Paramount Deal Case Off Fast Track Over Project Rise Allegations

March 13, 2025, 4:30 PM UTC

A court case with the potential to scuttle Paramount Global’s $8 billion sale to Skydance Media LLC came off the fast track Thursday after new allegations raised doubts about a last-minute topping bid.

A Delaware judge canceled the expedited trial of shareholder claims brought by New York City’s public pension funds, which are seeking to force Paramount to consider the $13.5 billion offer by Project Rise Partners, an investor consortium that’s yet to disclose many of its financing sources. The deal with Skydance would hand the entertainment conglomerate’s reins from media mogul Shari Redstone to producer David Ellison and backers led by his father, Oracle Corp. founder Larry Ellison.

A lawyer for the funds, Grant & Eisenhofer PA partner Michael Barry, said at an emergency hearing that in exchange for targeted disclosures, they’d agreed to drop their request for an injunction blocking the sale to Skydance—expected to close in the first half of the year—and a trial in late March.

The lawsuit is one of several challenging aspects of the transaction in Delaware’s Chancery Court, the leading US forum for merger litigation. Redstone is also seeking to head off regulatory scrutiny from the Trump administration by settling the president’s $20 billion lawsuit over a CBS interview with former Vice President Kamala Harris.

‘Wrong Sheikh’

Thursday’s hearing came a day after Skydance said in a court filing that the partnership’s co-chair made significant misrepresentations in sworn legal affidavits. The production company submitted letters from Blackstone Inc. stating it’s not among the consortium’s syndicated investors and from Goldman Sachs Group Inc. denying that it’s a deal adviser.

Chancellor Kathaleen St. J. McCormick, the court’s chief judge, told an attorney for Project Rise that he had “a good bit of explaining to do” early in the hearing. The lawyer, Steptoe LLP partner Thomas Watson, said many of the allegations concerned a tentative September 2024 term sheet that never went anywhere.

“The accusations are out of context, are flat-out wrong, and they’re improperly designed to cause damage” to the investor partnership, according to Watson. It was inappropriate for Skydance to “go to the court as well as the media accusing us of ‘fraud’ and ‘make-believe’ based on what is, charitably, sloppy research,” he said.

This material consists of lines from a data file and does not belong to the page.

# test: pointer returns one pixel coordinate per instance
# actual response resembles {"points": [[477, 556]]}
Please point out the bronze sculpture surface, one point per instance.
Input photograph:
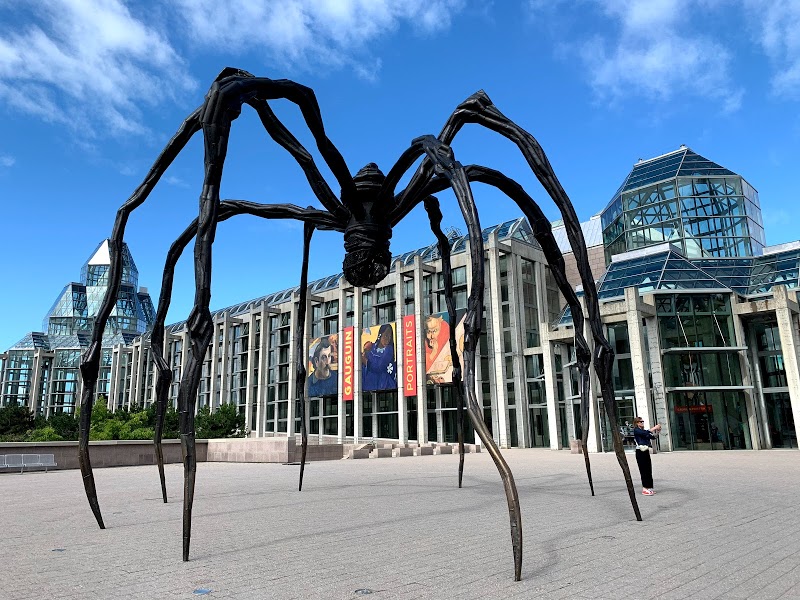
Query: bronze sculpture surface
{"points": [[365, 212]]}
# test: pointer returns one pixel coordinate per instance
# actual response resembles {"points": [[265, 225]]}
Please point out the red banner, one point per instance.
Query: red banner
{"points": [[409, 356], [348, 362]]}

Watson also said one of Skydance’s claims—that Project Rise lied about its financial backing by an Emirati sheikh—reflected a case of mistaken identity. “Skydance reached out to the wrong sheikh,” he said. “Within the Abu Dhabi royal family, I’m informed there are two different sheikhs with very similar names. One is the uncle and one is the nephew.”

Path Forward

An attorney for Skydance, Latham & Watkins LLP partner Blair Connelly, said he was “tempted to respond” to Watson’s presentation but would hold off.

It’s unusual that Project Rise hasn’t moved to formally intervene in the litigation, “as a competing bidder typically would,” McCormick said. “But it sounds as if they’re willing to submit to robust discovery.”

She asked the parties to submit a scheduling order charting a path forward in the case.

Ross Aronstam & Moritz LLP is additional counsel for Skydance. Project Rise is also represented by Baker & Hostetler LLP. Redstone is represented by Abrams & Bayliss LLP and Ropes & Gray LLP. The funds are represented by Grant & Eisenhofer PA, Labaton Keller Sucharow LLP, and Friedman Oster & Tejtel PLLC.

Paramount is represented by Morris, Nichols, Arsht & Tunnell LLP and Simpson Thacher & Bartlett LLP. Its transaction committee is represented by Richards, Layton & Finger PA and Cravath, Swaine & Moore LLP.

The case is N.Y. City Emps. Ret. Sys. v. Bryne, Del. Ch., No. 2025-0126, hearing 3/13/25.